For now, i would say that practically, @ssmusoke is the active developer and hence owner of the data integrity module. :smile:

@ssmusoke, since the bahmni module is completely rewritten, have you evaluated doing the opposite? That is harvesting the features from the dataintegrity module into the bahmin one? You may find this easier than the reverse. :slight_smile:

@bharatak as @dkayiwa has mentioned I am currently the active module owner for data-integrity.

I would like to suggest the following next steps:

  1. Keep the current openmrs-module-dataintegrity code as the 3.x branch

  2. Move the MVP code to the HEAD and bump it up to 4.0 taking the code contribution as a a major re-write

Do you have any recommendations/suggestions for the getting the app to work for non-Bahmni installs?

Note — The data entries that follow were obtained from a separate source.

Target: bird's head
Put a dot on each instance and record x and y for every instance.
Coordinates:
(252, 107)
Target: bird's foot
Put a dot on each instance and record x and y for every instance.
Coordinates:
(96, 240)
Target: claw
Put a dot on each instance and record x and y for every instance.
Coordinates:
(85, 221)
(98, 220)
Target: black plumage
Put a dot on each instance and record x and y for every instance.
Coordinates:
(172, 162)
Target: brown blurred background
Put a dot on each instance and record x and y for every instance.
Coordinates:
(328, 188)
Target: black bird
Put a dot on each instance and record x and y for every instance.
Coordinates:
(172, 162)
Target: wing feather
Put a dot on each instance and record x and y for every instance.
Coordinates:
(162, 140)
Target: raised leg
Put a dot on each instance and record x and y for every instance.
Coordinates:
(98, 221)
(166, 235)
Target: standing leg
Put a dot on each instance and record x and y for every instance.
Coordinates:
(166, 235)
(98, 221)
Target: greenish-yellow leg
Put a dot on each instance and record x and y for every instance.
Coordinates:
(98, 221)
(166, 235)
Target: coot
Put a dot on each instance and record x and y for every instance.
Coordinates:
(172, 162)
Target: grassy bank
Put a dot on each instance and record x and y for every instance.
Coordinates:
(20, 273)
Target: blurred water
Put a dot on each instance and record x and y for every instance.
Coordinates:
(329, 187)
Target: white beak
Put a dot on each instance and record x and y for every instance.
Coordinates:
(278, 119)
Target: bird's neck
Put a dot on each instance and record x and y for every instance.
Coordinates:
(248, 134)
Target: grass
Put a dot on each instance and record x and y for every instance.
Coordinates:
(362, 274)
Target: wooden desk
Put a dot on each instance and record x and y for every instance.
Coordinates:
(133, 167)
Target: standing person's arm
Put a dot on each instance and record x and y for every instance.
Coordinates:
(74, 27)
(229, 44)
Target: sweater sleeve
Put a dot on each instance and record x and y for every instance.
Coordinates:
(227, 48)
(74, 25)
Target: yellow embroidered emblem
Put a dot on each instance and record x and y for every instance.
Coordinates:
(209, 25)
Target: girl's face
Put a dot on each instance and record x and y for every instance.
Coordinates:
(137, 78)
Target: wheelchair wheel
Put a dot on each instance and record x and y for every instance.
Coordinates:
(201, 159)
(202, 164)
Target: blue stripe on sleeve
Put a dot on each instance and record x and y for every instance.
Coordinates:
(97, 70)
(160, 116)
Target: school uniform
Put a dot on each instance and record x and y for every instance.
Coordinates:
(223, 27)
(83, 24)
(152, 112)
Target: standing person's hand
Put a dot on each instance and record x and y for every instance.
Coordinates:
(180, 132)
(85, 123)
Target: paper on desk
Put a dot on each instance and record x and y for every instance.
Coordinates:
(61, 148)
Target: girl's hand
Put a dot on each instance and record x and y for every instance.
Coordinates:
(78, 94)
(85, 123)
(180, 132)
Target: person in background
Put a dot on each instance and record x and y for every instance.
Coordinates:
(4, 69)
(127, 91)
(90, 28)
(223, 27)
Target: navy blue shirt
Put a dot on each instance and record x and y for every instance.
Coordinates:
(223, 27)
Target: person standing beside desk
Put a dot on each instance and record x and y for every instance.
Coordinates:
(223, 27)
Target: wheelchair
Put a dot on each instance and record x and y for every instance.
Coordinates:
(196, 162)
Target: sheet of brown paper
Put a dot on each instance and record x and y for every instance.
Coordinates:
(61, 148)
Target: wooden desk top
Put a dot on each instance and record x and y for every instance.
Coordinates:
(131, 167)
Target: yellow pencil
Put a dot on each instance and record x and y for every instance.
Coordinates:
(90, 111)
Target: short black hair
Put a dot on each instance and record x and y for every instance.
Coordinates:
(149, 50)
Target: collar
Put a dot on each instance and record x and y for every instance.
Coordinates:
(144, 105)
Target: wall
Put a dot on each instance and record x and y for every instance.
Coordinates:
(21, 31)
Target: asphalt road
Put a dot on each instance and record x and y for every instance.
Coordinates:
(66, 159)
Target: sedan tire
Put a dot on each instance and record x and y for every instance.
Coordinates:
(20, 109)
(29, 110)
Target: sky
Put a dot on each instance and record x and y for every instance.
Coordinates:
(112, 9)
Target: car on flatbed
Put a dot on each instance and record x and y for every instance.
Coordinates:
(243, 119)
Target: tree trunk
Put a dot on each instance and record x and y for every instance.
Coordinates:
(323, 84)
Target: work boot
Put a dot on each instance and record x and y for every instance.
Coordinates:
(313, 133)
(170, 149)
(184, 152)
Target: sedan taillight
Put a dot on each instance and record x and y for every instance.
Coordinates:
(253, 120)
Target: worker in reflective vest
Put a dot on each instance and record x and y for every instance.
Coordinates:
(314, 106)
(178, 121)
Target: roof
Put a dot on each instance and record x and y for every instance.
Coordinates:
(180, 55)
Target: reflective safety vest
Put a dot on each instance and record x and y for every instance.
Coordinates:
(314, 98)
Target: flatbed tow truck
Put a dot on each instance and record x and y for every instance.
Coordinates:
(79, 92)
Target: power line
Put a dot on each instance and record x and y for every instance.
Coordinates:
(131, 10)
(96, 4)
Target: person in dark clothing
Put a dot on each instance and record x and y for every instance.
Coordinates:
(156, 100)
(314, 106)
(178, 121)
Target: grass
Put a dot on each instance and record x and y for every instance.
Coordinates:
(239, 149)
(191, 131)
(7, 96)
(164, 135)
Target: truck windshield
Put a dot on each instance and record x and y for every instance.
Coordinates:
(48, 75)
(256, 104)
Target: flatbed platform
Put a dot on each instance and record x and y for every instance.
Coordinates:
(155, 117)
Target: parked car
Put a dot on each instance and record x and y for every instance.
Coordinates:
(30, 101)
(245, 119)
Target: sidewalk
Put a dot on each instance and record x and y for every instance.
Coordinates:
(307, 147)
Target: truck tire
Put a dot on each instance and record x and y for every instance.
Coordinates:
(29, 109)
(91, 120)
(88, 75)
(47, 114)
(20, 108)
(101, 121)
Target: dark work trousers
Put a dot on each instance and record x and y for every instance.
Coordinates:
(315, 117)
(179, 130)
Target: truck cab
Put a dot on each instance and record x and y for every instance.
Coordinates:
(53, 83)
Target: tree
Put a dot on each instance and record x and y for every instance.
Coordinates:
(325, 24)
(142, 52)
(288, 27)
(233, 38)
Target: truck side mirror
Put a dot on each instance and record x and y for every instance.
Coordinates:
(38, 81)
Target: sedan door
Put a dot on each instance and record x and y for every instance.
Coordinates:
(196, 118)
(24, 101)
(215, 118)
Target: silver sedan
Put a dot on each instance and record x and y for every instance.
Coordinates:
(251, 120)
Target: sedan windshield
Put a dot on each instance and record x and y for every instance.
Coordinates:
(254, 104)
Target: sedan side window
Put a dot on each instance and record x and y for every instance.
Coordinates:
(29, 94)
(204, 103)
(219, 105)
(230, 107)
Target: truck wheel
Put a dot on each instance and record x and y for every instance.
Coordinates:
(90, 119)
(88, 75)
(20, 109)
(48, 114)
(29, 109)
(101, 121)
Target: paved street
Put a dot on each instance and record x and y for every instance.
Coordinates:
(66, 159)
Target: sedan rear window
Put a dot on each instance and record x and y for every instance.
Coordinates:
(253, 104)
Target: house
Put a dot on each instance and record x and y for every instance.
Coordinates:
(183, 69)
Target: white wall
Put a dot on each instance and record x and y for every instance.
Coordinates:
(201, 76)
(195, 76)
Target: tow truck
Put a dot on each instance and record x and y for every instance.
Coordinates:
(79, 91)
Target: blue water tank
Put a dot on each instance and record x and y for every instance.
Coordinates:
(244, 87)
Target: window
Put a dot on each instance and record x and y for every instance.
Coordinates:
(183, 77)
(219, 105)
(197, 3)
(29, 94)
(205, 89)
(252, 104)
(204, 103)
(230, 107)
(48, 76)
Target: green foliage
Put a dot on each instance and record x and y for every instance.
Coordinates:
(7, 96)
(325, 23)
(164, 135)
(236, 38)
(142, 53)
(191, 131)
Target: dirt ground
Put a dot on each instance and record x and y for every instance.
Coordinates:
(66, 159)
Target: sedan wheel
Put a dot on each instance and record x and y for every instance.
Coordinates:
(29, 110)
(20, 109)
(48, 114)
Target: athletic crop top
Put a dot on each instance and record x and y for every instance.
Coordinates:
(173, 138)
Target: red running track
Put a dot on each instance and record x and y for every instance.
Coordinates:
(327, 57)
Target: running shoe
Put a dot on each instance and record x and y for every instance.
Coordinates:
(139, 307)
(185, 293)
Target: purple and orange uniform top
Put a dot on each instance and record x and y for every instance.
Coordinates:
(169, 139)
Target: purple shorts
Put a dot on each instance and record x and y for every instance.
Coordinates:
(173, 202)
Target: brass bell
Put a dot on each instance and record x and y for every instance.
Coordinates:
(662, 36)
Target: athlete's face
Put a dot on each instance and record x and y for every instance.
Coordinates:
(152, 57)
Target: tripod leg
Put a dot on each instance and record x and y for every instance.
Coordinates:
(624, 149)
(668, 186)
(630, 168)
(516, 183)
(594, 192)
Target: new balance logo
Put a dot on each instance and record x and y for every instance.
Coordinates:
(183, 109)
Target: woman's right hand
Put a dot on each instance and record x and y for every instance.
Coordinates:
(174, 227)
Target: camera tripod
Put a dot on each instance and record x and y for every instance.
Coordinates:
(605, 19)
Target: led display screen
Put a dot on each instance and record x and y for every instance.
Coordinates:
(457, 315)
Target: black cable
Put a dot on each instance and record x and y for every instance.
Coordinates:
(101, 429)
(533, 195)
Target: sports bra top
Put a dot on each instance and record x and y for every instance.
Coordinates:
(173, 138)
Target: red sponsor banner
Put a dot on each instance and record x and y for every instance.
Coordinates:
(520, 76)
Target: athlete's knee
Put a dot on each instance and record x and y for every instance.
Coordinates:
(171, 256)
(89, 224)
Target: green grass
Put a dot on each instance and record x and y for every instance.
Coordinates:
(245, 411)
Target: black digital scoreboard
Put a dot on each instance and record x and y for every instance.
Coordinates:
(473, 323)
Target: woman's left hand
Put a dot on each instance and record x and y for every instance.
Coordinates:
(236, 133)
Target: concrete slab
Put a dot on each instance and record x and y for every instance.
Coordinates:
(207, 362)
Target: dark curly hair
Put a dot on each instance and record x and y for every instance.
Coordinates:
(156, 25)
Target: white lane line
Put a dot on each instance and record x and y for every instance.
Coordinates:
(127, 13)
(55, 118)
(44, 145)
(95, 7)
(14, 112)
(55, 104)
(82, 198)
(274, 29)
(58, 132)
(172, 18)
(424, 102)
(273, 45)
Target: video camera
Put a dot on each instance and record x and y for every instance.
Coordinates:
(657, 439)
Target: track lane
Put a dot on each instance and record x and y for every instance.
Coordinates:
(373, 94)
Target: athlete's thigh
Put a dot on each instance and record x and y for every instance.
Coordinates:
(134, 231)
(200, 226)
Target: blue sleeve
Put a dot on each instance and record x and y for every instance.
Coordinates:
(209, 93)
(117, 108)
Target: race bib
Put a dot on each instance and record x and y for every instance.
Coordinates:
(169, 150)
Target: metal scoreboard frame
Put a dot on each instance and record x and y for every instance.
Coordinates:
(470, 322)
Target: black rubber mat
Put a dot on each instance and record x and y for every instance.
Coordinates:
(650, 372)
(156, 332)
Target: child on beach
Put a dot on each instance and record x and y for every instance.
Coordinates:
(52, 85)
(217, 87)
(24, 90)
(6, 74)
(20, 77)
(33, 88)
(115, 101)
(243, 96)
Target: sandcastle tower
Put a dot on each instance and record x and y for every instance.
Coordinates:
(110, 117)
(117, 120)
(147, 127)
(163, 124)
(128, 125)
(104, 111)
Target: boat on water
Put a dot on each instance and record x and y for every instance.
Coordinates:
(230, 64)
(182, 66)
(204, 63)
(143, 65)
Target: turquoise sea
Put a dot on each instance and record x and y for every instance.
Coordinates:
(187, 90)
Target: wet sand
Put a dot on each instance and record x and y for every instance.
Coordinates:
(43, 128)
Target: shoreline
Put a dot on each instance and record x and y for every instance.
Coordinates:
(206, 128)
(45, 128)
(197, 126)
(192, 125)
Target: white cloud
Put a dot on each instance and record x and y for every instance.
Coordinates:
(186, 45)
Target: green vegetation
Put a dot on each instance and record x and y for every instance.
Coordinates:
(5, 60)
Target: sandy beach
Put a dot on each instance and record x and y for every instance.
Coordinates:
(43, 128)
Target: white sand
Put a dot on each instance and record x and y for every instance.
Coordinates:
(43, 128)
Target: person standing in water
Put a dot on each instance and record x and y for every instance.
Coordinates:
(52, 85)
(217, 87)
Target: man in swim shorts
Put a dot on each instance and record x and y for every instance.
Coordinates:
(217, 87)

Hi @ssmusoke, this sounds like a plan. We will send a PR as you mentioned. There is no dependency on Bahmni for this OMOD to work.

As mentioned in previous message, the front end is dependent on the bahmni codebase. I want to separate it out of it using openmrs OWA feature. We can have it as part of the same codebase so that the UI and Backend are at one place. This might need some work. What is your opinion?

@bharatak Awesome, the dependency is in the config.xml which requires the module org.bahmni.module.bahmnicore https://github.com/Bahmni/openmrs-module-bahmnidataintegrity/blob/cf723374905097785420c9fd2bb66ccf1365e104/bahmni-dataintegrity-omod/src/main/resources/config.xml#L19

Yeah… that’s not required… We will be removing it.